# solar panels



## macg (Feb 11, 2017)

We purchased a villa in Torrox back in May of this year, with a large bank of solar panels having been installed by the previous owner, with these panels currently set up only to sell back any energy / electricity generated to an electrical supplier.
Our lawyer in Nerja is having a lot of problems having the contract for the sale of energy / electricity generated from the solar panels put into our name and we currently are getting nothing from these panels. Obviously the amount of energy / electricity generated from the solar panels is determined by the quantity of panels, but does anyone know what sort of income could be generated in this way and given that I believe that there was a change to the laws recently, is this income taxable.
As the panels are quite large and sit proud of the roof, they are quite ugly and my wife would prefer to have them removed, but we would have to weigh up the pro's and con;s to retain them.
Another option might be to switch away from selling the energy / electricity and to use this power instead for our own use, especially as we are contemplating putting in a pool and might have the option of using the panels for heating the pool. I am unaware of what would be required to make this switch, but would presume that hardware such as batteries would be required to be purchased.

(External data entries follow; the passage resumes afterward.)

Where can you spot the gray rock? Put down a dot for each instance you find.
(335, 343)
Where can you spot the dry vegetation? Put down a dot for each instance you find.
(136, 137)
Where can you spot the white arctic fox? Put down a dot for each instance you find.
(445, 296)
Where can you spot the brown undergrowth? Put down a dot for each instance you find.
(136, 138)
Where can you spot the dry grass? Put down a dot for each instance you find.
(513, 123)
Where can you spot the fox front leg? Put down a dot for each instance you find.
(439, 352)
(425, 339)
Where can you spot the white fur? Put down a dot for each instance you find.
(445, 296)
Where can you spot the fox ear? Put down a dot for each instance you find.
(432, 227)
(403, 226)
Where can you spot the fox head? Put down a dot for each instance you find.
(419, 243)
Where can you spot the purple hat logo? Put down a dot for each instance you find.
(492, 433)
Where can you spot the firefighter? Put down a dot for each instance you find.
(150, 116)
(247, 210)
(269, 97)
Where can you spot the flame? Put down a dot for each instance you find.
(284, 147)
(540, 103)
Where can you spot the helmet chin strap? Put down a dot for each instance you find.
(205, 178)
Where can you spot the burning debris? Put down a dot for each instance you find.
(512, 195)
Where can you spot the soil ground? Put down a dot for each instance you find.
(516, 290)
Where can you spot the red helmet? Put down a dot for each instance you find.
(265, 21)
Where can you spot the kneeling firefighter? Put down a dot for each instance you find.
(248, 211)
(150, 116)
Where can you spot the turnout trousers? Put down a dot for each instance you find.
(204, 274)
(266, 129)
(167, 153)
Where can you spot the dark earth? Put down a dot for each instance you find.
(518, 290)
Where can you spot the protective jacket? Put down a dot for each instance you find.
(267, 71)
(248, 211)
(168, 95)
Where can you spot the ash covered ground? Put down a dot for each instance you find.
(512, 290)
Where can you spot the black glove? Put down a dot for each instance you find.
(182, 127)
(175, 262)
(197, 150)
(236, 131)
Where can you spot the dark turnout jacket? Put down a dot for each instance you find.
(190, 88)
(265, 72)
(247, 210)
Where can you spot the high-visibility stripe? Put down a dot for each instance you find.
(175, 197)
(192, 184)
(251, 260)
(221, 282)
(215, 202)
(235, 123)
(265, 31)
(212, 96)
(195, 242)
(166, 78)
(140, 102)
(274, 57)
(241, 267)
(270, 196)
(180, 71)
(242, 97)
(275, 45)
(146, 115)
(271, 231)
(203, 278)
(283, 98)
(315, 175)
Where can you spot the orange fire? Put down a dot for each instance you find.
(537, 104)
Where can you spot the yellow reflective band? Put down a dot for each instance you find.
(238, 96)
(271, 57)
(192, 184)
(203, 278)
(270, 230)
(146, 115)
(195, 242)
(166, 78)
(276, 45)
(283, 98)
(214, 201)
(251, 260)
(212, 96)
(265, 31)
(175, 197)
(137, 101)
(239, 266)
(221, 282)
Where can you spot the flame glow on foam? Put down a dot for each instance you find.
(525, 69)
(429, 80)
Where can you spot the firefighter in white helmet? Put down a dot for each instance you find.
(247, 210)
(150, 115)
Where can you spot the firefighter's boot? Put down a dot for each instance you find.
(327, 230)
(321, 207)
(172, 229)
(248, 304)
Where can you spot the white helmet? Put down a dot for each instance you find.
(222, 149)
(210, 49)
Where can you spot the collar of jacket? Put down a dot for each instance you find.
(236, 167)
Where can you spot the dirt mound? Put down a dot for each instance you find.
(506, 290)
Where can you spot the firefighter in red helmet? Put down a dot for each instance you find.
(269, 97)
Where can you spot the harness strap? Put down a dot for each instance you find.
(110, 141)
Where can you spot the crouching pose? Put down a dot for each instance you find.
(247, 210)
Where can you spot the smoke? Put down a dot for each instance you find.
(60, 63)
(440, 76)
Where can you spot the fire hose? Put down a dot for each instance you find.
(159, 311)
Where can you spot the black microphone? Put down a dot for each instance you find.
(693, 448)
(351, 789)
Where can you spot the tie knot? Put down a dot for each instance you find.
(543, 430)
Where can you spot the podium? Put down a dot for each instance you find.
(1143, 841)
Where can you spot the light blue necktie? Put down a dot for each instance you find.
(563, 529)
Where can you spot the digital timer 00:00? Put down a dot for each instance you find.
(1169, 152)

any help on this topic would be greatly appreciated
thanks, Graham


----------



## wesdunn1977 (Nov 29, 2017)

You could also use the panels you have to heat the water in your home, I doubt the pool will need heating most of the year when It's warm enough to swim. you have two different types of Solar Power, Photovoltaic and Thermal.. Sounds like you would need different batteries to heat any water with your current set up.. My good friend is an expert with Solar Power but not in your part unfortunately. he tells me it's not really taking off here because the Spanish Government are taxing the energy you are generating.. Best of luck, sure there is a good solar power firm there that can better advise you..


----------



## Overandout (Nov 10, 2012)

I am no expert on this either, but the "sun tax" is certainly what stops many Spanish people from using solar power, and of course as soon as you connect to the grid to sell your power back, you cannot take the dubious, but common, route of "doing it on the quiet".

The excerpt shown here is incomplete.